Der Chef von Infineon Technologies hat sich im Handelsblatt zu Wort gemeldet und dabei eine ziemlich konkrete Vision für die Zukunft seines Unternehmens gezeichnet. Jochen Hanebeck sieht in humanoiden Robotern den nächsten großen Wachstumsmarkt für Halbleiter. Seine Einschätzung ist dabei alles andere als vage.
„Das könnte ein Wachstumsmarkt werden wie heute bei Hochleistungshalbleitern in KI-Rechenzentren“, so Hanebeck am Mittwoch. Wer die Entwicklung bei KI-Chips in den vergangenen Jahren verfolgt hat, weiß genau, was diese Aussage bedeutet. Hier geht es um dreistellige Milliardenmärkte.
Das Beste aus Sicht von Infineon ist jedoch die Ausgangslage. Hanebeck macht deutlich, dass sein Unternehmen schon heute viele der benötigten Mikrochips für menschenähnliche Roboter herstellen kann. Der Grund liegt im bestehenden Geschäft mit autonomem Fahren. Die dort entwickelten Technologien lassen sich offenbar direkt übertragen.
Infineon spart sich teure Entwicklungskosten
Genau dieser Punkt dürfte für Anleger besonders interessant sein. Während Wettbewerber erst aufwendige Entwicklungsarbeit leisten müssen, kann Infineon auf vorhandene Produkte zurückgreifen. Der Bedarf an neuer hauseigener Technologieentwicklung sei begrenzt, betont der CEO.
Das bedeutet im Klartext weniger Kosten und schnellere Marktreife.
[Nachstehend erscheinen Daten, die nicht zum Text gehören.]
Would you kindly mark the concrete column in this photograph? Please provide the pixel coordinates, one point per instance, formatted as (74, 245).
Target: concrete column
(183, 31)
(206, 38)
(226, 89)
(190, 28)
Infineon könnte damit zu den ersten Profiteuren gehören, wenn der Robotermarkt tatsächlich anzieht. Die Münchner haben ihre Hausaufgaben gemacht, ohne es ursprünglich auf Roboter abgesehen zu haben.
Ob sich diese Perspektive kurzfristig in steigenden Kursen niederschlägt, bleibt abzuwarten. Langfristig könnte Infineon hier jedoch eine Position aufbauen, die dem Unternehmen über Jahre hinweg Wachstum beschert. Die Weichen sind gestellt.